Transcriptional factors (TFs) in bacteria play a crucial role in gene regulation by binding to specific DNA sequences, thereby assisting in the activation or repression of genes. Despite their central role, deciphering shape recognition of bacterial TFs-DNA interactions remains an intricate challenge. A deeper understanding of DNA secondary structures could greatly enhance our knowledge of how TFs recognize and interact with DNA, thereby elucidating their biological function. In this study, we employed machine learning algorithms to predict transcription factor binding sites (TFBS) and classify them as directed-repeat (DR) or inverted-repeat (IR). To accomplish this, we divided the set of TFBS nucleotide sequences by size, ranging from 8 to 20 base pairs, and converted them into thermodynamic data known as DNA duplex stability (DDS). Our results demonstrate that the Random Forest algorithm accurately predicts TFBS with an average accuracy of over 82% and effectively distinguishes between IR and DR with an accuracy of 89%. Interestingly, upon converting the base pairs of several TFBS-IR into DDS values, we observed a symmetric profile typical of the palindromic structure associated with these architectures. This study presents a novel TFBS prediction model based on a DDS characteristic that may indicate how respective proteins interact with base pairs, thus providing insights into molecular mechanisms underlying bacterial TFs-DNA interaction.

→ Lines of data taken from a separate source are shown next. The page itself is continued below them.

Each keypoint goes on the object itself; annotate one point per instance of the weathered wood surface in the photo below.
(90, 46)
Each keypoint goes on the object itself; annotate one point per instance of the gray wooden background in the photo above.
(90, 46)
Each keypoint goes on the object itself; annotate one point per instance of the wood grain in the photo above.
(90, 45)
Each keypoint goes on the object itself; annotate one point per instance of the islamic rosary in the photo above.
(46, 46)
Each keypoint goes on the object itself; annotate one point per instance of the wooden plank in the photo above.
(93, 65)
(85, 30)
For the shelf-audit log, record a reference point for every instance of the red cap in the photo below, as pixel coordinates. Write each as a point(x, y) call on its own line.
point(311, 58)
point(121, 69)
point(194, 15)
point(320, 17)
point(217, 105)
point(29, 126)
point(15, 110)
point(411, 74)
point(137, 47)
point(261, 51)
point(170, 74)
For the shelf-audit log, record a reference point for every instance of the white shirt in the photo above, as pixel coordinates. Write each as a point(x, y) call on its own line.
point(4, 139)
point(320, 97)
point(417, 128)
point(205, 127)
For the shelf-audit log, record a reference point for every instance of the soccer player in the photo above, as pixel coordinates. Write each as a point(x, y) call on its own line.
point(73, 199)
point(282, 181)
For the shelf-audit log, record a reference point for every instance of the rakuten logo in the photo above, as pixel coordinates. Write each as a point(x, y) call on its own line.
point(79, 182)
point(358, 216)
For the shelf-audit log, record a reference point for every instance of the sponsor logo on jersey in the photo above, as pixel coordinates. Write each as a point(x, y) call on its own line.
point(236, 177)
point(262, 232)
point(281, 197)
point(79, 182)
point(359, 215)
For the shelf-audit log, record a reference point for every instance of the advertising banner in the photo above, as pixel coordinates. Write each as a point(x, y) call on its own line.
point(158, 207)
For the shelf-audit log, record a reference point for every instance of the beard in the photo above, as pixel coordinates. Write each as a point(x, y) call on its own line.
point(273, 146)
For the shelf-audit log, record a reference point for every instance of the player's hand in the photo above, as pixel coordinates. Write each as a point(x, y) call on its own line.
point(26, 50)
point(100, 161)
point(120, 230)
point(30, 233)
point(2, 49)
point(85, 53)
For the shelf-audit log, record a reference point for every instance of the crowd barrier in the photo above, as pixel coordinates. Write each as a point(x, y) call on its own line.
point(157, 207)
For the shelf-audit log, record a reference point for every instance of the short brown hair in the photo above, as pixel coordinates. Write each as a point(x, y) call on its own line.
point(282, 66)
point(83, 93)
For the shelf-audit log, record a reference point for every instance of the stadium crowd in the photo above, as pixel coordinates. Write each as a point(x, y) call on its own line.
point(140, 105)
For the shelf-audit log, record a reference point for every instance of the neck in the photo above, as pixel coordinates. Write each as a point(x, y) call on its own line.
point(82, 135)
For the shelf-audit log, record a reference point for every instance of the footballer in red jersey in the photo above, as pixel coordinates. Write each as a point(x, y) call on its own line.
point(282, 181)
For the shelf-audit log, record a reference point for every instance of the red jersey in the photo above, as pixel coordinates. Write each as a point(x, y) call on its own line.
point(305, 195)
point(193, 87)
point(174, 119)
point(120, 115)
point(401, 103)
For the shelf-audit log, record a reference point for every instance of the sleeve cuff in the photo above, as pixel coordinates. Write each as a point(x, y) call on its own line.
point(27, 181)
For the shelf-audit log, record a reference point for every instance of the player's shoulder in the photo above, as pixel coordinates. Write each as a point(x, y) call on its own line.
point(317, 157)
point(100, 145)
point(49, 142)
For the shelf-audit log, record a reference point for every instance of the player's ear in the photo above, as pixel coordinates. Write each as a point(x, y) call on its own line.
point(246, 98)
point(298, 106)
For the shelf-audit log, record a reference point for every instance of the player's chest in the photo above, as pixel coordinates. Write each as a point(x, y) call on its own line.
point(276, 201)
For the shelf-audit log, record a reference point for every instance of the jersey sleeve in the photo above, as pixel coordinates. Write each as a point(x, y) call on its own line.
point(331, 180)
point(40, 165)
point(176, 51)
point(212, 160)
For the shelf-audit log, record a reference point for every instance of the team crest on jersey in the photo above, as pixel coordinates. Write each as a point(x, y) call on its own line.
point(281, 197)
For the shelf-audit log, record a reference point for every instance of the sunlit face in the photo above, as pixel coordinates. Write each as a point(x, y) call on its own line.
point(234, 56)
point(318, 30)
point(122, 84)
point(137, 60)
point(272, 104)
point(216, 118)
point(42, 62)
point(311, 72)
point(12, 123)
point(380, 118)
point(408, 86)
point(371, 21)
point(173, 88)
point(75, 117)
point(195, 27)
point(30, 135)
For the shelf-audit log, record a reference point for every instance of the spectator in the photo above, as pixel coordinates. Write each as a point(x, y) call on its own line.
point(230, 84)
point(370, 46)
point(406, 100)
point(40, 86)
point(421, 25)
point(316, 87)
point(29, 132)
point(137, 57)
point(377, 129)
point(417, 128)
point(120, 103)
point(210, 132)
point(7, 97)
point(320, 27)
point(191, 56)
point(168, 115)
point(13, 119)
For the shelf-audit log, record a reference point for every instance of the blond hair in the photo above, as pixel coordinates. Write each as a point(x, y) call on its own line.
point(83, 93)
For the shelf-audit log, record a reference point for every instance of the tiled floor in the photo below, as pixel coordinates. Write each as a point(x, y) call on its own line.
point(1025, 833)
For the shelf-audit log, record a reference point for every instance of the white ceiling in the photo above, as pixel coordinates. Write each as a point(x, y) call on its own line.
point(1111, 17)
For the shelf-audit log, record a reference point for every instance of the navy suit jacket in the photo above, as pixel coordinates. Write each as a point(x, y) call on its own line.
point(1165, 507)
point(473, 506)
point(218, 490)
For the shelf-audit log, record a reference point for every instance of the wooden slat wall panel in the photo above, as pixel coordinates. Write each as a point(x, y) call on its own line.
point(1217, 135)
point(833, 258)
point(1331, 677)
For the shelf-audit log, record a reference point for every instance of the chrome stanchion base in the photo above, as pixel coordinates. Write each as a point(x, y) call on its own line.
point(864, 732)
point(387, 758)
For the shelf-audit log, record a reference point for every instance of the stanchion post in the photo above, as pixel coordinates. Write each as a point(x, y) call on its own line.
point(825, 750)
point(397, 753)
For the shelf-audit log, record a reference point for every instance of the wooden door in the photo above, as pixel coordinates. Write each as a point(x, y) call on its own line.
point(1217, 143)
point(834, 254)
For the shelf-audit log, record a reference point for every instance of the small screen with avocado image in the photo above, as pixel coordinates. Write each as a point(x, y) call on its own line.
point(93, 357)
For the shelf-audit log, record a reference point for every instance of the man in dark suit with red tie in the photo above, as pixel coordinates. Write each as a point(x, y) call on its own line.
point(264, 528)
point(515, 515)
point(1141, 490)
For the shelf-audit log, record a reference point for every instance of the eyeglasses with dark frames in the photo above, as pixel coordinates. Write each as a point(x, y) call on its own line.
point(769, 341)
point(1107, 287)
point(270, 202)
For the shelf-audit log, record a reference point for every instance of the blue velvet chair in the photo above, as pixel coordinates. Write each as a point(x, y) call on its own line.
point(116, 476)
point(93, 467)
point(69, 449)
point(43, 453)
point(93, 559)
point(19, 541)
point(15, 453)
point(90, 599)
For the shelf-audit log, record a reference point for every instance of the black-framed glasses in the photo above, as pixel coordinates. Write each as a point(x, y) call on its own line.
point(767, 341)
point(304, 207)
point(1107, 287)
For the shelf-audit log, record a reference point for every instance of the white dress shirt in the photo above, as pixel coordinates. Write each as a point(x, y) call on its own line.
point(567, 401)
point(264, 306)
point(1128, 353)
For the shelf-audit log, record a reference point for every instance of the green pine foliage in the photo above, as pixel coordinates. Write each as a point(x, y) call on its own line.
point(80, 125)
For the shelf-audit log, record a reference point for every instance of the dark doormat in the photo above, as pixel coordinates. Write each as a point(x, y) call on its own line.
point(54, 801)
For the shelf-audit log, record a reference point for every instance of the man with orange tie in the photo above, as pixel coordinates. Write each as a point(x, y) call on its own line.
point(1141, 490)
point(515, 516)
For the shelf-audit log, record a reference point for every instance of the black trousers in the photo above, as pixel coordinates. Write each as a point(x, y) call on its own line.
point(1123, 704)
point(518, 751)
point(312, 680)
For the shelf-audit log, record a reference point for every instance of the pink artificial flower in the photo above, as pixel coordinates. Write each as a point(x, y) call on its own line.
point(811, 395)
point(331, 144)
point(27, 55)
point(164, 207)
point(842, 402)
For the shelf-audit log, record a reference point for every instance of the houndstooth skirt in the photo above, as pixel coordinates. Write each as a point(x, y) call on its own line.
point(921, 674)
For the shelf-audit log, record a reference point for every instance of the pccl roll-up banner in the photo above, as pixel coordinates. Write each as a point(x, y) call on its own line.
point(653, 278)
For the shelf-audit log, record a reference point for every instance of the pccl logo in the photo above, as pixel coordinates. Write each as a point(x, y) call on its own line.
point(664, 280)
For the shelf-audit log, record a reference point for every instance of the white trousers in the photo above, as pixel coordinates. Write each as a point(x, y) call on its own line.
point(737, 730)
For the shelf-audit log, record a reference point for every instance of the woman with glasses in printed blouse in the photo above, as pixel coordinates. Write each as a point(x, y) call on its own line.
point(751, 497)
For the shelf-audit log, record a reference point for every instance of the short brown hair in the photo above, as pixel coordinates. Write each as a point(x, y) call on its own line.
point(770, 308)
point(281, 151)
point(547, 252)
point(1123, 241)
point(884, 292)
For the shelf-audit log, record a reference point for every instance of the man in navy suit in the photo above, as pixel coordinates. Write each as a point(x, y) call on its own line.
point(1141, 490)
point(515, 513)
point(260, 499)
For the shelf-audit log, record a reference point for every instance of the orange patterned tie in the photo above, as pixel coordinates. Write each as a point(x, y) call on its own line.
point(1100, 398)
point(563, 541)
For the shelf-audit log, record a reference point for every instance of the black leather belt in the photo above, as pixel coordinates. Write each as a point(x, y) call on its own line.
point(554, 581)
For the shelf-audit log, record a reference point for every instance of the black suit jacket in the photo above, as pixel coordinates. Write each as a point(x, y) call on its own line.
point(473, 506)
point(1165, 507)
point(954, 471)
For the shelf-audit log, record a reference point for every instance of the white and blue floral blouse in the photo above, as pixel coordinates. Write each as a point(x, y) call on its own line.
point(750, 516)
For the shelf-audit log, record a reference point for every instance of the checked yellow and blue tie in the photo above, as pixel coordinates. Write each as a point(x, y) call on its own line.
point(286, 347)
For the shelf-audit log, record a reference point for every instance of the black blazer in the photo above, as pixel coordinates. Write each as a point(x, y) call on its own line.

细菌中的转录因子 (TFs) 通过与特定的 DNA 序列结合,在基因调控中起着至关重要的作用,从而协助基因的激活或抑制。尽管它们具有核心作用,但破译细菌 TFs-DNA 相互作用的形状识别仍然是一个复杂的挑战。深入了解 DNA 二级结构可以极大地增强我们对 TFs 如何识别和与 DNA 相互作用的理解,从而阐明它们的生物学功能。在这项研究中,我们使用机器学习算法来预测转录因子结合位点 (TFBS),并将其分类为定向重复 (DR) 或反向重复 (IR)。为了实现这一目标,我们根据大小将 TFBS 核苷酸序列分为 8 到 20 个碱基对的范围,并将其转换为称为 DNA 双链体稳定性 (DDS) 的热力学数据。我们的结果表明,随机森林算法可以准确预测 TFBS,平均准确率超过 82%,并且可以有效地将 IR 和 DR 区分开来,准确率为 89%。有趣的是,当我们将几个 TFBS-IR 的碱基对转换为 DDS 值时,我们观察到了一种与这些结构相关的典型回文结构的对称特征。本研究提出了一种基于 DDS 特征的新型 TFBS 预测模型,该模型可能表明相应的蛋白质如何与碱基对相互作用,从而深入了解细菌 TFs-DNA 相互作用的分子机制。